A native of Hendricks county, Indiana, he was born on the 2d of February, 1834, and is a son of Jesse and Mary A. (Clifton) Harper. The father was born in Kentucky February 2, 1813, and the mother was a native of Virginia. In 1844 they emigrated to Nodaway county, Missouri, where the father died. The children in his family were: J. Paxton; Frances M., who died in Doniphan county in 1868; and John T.

James Paxton Harper spent the greater part of his youth in Nodaway county, Missouri, and is indebted to the country schools for the educational privileges he enjoyed, his advantages in that direction, however, being somewhat limited, but reading and the experiences in the practical affairs of life have brought to him broad knowledge. He came to Kansas in 1854 when twenty-one years of age and pre-empted a claim. Not a furrow had been turned or an improvement made on the place, but with characteristic energy he began its development, and his farming operations have been interrupted only by his service in the civil war. He was a member of Company I, Seventh Kansas Cavalry, in which he enlisted, on the 28th of October, 1860. He served under Colonels Jennison, Lee and Herrick, in the order named, and Lieutenant-Colonels Anthony and Malone were also in command at different times. The regiment was a part of the Sixth Army Corps and participated in the battle of Rienzi, the only engagement in which Mr. Harper took part. He was discharged in the spring of 1863 and upon his return to Kansas again engaged in general farming and the raising of cattle.
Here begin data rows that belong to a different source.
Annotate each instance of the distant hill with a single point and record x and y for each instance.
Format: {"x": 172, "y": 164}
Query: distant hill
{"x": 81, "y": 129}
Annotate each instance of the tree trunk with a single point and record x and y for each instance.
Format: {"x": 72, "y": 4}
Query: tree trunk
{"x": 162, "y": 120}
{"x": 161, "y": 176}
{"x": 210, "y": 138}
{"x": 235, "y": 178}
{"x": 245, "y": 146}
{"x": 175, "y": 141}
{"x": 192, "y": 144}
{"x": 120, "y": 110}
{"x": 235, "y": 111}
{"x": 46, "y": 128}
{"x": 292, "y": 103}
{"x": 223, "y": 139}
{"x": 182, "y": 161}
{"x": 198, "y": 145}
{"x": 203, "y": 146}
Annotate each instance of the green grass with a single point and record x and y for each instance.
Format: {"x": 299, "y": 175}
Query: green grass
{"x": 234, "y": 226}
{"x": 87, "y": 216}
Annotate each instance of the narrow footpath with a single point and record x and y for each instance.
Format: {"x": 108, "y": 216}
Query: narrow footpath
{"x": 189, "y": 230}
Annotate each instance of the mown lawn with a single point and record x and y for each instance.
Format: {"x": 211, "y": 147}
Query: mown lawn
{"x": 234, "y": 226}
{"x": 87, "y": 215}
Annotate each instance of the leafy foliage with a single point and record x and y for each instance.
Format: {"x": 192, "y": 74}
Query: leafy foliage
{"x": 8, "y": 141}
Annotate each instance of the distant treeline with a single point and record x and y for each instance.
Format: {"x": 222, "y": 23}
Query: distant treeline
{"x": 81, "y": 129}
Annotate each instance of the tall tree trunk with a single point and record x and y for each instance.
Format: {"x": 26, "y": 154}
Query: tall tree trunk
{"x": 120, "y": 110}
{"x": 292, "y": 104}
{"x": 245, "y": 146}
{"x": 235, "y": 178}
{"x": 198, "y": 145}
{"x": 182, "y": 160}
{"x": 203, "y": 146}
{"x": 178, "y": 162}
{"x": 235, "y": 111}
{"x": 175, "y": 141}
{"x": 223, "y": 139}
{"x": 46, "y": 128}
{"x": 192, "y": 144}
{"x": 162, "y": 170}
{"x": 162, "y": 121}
On the 14th of April, 1864, Mr. Harper married Barbara J. Cowger, and to them were born a number of sons and daughters, as follows: Thomas M., James G., Rufus C., John W., C. L., Mary S. and Minnie M. The mother died April 4, 1880, and Mr. Harper wedded Polly Morgan in 1884. Their children are Anna, Myrtle, Raymond P., Ernest, Miles, Hazel and Decorah.

Mr. Harper is an honored and reliable Republican of Wolf River township and his attendance as a delegate to the conventions has been frequent. His faith in his party has been consistent and he has never felt the necessity of working against any measure in the state or national platforms as a rebuke to the party's misdoings. He strongly favors the extension idea, believing in the excellencies of the islands which have come to us through the Spanish-American war. As a business man he is energetic and thoroughly reliable, and in addition to his general farming and stock raising interests he is associated with his son in the conduct of a lumber and coal business, which is bringing to them a good income, for they have secured a liberal patronage along that line.